Hello Daniel,
Thank you very much for testing Suricata on various hardware.
However, looking at the figures, this does not look right to me.
The SoC in the APU is not very fast. I guess it will indeed perform very poorly because of its small cache sizes. It only has 2MB of L2 cache that is shared by four cores. Each of the cores only has 1 GHz clock speed. That is not really very speedy.
However, we are seeing that throughput is going down from (let’s round it up) 1000 MBit/s to only 30 MBit/s - only looking at the downstream. That is a loss of 97% of bandwidth - or only 3% of bandwidth remains.

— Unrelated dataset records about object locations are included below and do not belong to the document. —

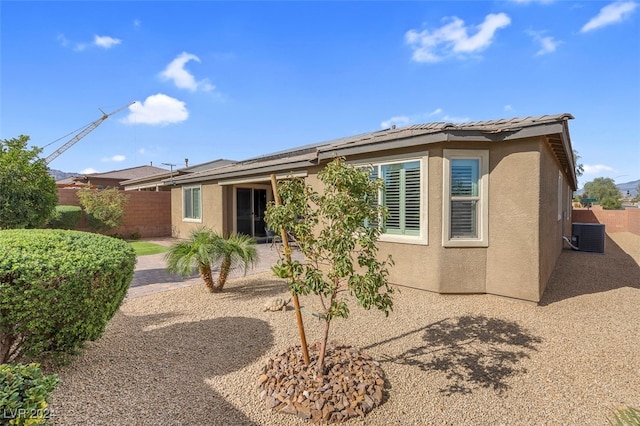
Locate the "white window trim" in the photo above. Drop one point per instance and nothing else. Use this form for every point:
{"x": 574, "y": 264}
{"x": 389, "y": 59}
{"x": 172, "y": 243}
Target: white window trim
{"x": 190, "y": 219}
{"x": 423, "y": 158}
{"x": 483, "y": 226}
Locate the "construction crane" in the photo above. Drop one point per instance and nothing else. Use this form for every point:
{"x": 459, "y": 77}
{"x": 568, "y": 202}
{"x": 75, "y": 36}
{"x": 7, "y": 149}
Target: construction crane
{"x": 82, "y": 133}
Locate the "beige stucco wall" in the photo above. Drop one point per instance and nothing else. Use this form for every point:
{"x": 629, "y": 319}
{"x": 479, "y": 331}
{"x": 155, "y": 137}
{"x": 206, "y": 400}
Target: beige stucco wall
{"x": 512, "y": 255}
{"x": 524, "y": 240}
{"x": 551, "y": 229}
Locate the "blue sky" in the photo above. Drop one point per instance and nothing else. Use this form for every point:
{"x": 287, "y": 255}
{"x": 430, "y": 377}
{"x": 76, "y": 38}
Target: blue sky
{"x": 238, "y": 79}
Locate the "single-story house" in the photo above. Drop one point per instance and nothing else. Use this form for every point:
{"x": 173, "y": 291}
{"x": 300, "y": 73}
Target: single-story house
{"x": 112, "y": 178}
{"x": 478, "y": 207}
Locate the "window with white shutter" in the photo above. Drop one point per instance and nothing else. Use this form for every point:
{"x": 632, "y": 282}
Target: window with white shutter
{"x": 404, "y": 196}
{"x": 191, "y": 203}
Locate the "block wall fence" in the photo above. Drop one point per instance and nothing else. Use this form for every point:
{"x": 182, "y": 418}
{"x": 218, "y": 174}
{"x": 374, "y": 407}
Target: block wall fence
{"x": 627, "y": 220}
{"x": 147, "y": 213}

If that would be the case with loads of rules enabled; loads of decoding happening… well… I would have said that this is basically what the hardware does.
But when suricata only gets a copy of the packet and then almost does nothing with it, then this should not be so severe.
Yesterday evening, I have changed some options around the queueing which is in my point of view the culprit here. As we can see from your CPU stats, user space (i.e. suricata) is not very busy. It is the kernel that is consuming around 27% of CPU time.
So I enabled an option that ties each queue to a single CPU. That should ensure that the caches remain “hotter”.
https://git.ipfire.org/?p=ipfire-2.x.git;a=commitdiff;h=4d093b810552339a6a7d...
I also enabled CPU affinity in suricata:
https://git.ipfire.org/?p=ipfire-2.x.git;a=commitdiff;h=35cdc506b06ed2e5fc8f...
This kind of does the same. Each process is tied to a single processor ensuring that cache misses are less likely.
The verdict processes also have a higher priority now which might decrease latency.
The nightly build has already run through for x86_64:
https://nightly.ipfire.org/next/2019-03-26%2021:58:01%20+0000-35cdc506/x86_6...
Could you please re-test and report any changes?
Best, -Michael
On 26 Mar 2019, at 20:47, Daniel Weismüller daniel.weismueller@ipfire.org wrote:
Here are the first bidirectional iperf benchmarcs with the apu
797/922 mbit/s without suricata 23/68 suricata no rules active 30/60 suricata with 1 rule active 28/63 suricata with 7 rules active
top cpu usage 10%us 27%sy 0%ni 50%id 0%wa 1,5%hi 12%si 0%st
Wow, this is slower than I imagined. Tomorrow I try better hardware.
Daniel